Drug Experts Warn Of 'Super-Strength Ketamine' On Sale In The UK

Drug testing groups have warned that a dangerous new strain of synthetic ketamine - a much stronger strain than usual, with longer lasting effects - has arrived in the UK.

This follows several people becoming ill after taking what they thought was class B drug ketamine, but was, in fact, a substance known as 2-FDCK.

This is the first time the substance has been found in the UK and has caused concern among drug safety advocates because it is 1.5 times as strong as ketamine and lasts for around three times longer.

The discovery was made after samples were brought to a mobile drug testing centre in Durham run by The Loop - a drug testing group. There are also fears that the drug could currently be being sold as ketamine in Manchester.

Fiona Measham, a criminology professor who is also the director of drug safety testing for The Loop - told the Mirror: "It was first identified in Europe in 2016. It is the first time that this drug has been identified in the UK."

The drug, which is also known as fluorodeschloroketamine, is similar in some ways to the now-banned 'legal highs' and is a chemical derivative known as a 'new psychoactive substance'.

Credit: PA
Credit: PA

One report from a 2-FDCK user on drug use/harm reduction site Erowid said: "My room looked like a cartoon. I thought I was dead and I was afraid about this, but then I understood this new way of existing wasn't terrible."

Another concern is that people are unaware that what they are taking is not what they think they have bought. This new substance is thought to be being marketed as ketamine.

The Loop said that they discovered: "2-FDCK (2-fluorodeschloroketamine) sold as ketamine.

"Tested by The Loop in Durham, UK. About 1.5x more potent than ketamine with 2-3x longer duration."

As well as synthetic ketamine, the UK is currently experiencing more incidents involving fentanyl, a synthetic form of heroin.

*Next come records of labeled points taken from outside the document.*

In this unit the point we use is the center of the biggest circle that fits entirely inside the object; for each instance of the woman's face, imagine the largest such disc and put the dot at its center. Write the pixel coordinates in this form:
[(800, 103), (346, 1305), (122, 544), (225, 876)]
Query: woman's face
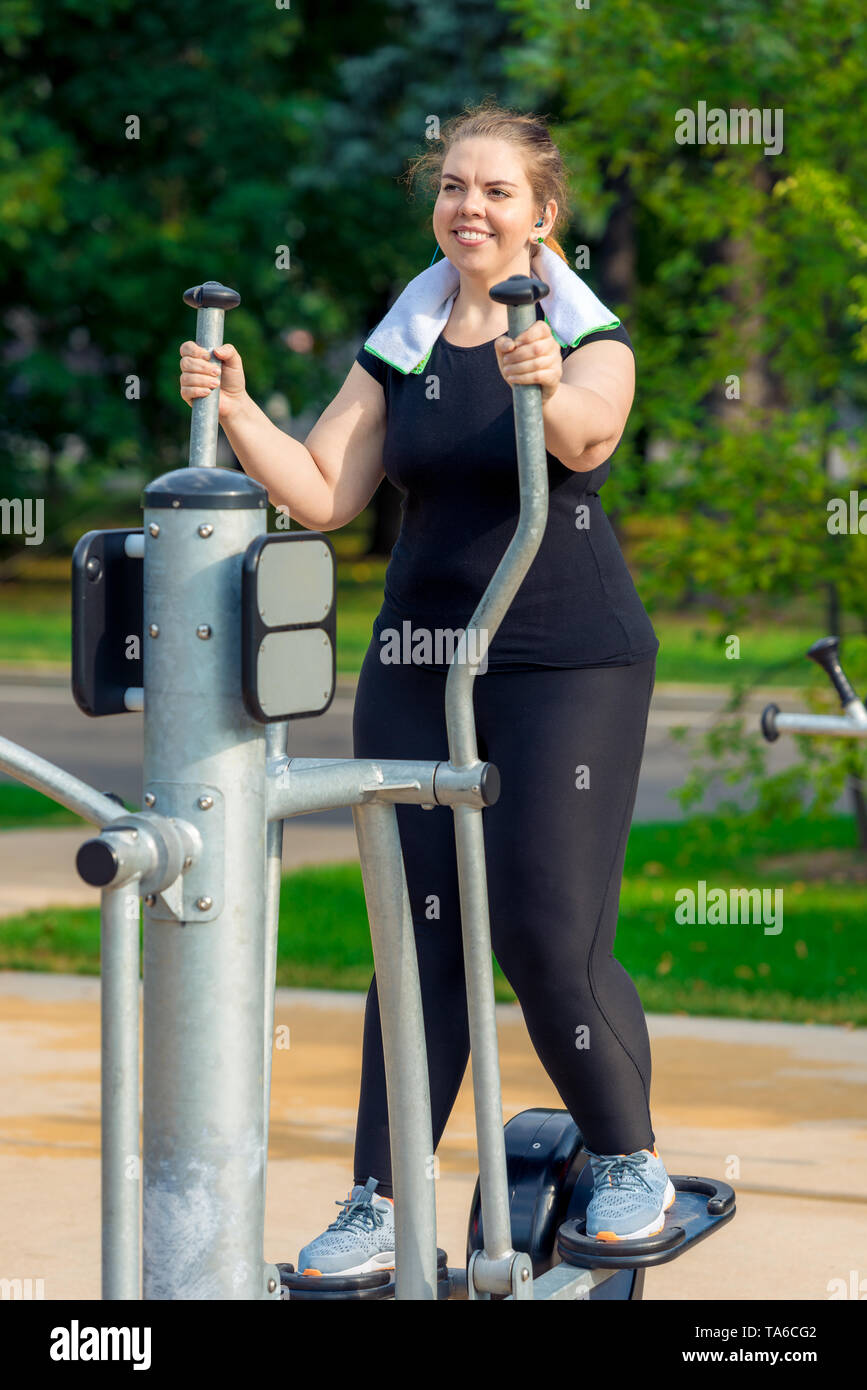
[(484, 186)]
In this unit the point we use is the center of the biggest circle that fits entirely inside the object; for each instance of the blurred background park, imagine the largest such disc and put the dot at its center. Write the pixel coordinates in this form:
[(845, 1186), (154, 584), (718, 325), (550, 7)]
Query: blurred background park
[(147, 148)]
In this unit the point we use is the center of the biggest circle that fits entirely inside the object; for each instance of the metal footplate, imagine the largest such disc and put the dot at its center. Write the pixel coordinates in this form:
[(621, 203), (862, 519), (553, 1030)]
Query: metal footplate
[(377, 1285), (702, 1205)]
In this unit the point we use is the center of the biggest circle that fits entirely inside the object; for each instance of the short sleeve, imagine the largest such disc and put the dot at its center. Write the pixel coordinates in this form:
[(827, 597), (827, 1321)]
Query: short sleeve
[(617, 335), (375, 366)]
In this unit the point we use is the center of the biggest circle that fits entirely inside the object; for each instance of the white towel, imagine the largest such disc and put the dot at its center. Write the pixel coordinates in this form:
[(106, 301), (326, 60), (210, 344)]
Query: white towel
[(405, 338)]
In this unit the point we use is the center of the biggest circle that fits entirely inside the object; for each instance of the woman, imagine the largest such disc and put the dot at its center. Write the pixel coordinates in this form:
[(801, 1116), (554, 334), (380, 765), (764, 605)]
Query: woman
[(562, 708)]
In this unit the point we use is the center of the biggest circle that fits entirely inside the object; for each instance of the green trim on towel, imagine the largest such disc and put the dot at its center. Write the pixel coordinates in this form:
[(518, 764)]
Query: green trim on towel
[(602, 328)]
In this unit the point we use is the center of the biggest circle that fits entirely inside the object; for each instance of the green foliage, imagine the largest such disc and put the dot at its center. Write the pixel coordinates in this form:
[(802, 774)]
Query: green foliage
[(749, 310)]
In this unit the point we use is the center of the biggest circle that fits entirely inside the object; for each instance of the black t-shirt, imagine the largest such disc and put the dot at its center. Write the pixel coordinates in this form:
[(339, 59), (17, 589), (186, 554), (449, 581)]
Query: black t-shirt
[(450, 451)]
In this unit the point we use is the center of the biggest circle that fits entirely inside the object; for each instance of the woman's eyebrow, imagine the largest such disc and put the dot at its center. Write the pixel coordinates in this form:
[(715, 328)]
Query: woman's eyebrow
[(505, 181)]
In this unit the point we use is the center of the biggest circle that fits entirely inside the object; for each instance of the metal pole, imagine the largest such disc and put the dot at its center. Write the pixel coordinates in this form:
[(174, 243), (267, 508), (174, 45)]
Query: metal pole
[(211, 300), (275, 748), (468, 834), (120, 1090), (405, 1050), (204, 761)]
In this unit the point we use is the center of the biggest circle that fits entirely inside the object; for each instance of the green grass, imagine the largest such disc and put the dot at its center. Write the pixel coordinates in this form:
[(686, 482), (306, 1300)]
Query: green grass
[(35, 624), (35, 628), (813, 970)]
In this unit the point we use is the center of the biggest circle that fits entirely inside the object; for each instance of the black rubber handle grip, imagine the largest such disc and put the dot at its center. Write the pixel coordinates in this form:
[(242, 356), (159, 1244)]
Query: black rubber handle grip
[(518, 289), (769, 723), (826, 653), (211, 295)]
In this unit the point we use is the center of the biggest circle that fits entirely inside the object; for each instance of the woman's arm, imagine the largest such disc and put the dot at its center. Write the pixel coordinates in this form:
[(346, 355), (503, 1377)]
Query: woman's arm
[(588, 412)]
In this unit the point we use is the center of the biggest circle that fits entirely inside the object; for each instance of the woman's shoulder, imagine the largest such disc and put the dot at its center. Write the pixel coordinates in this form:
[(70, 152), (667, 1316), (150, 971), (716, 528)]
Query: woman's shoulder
[(617, 335)]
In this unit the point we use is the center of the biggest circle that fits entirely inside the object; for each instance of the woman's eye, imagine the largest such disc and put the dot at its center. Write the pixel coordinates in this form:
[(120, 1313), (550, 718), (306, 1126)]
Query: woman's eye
[(449, 186)]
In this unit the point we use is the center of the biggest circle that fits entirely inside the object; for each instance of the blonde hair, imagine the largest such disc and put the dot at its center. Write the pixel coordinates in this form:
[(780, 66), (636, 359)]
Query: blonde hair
[(542, 159)]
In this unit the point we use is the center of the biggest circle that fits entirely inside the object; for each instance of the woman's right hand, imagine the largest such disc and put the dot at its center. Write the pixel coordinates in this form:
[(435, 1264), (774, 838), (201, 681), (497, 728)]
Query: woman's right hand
[(199, 375)]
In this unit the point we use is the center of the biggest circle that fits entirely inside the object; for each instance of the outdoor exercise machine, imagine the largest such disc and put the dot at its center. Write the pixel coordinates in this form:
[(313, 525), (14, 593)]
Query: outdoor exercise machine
[(223, 634), (852, 723)]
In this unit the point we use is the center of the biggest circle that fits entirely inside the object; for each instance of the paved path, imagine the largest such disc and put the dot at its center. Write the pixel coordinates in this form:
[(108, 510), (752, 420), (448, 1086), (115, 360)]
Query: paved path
[(777, 1109)]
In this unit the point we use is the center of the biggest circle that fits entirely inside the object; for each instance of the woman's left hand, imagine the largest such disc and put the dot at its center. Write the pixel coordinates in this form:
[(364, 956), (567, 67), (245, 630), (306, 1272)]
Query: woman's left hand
[(532, 359)]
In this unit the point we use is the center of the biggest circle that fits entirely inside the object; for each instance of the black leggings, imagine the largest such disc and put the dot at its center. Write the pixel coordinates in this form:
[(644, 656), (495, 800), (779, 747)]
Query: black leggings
[(555, 856)]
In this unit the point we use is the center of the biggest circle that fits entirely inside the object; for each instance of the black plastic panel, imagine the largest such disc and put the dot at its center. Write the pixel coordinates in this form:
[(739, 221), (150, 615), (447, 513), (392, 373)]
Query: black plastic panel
[(107, 610)]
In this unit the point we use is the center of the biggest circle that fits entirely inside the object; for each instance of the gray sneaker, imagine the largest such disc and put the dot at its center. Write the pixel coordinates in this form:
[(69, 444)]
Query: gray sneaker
[(359, 1241)]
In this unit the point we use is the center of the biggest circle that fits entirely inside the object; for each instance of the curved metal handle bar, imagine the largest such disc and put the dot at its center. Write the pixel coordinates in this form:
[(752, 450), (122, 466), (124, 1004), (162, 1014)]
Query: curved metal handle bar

Fentanyl is much stronger than heroin and has been responsible for many thousands of deaths in the USA.

It is 50 times stronger than morphine and has reportedly killed five people in the UK after they came into contact with skin patches containing the drug. This includes a 15-month-old baby who died in 2015 after getting a patch stuck to her.

This is despite the fact that it is available on prescription in the UK.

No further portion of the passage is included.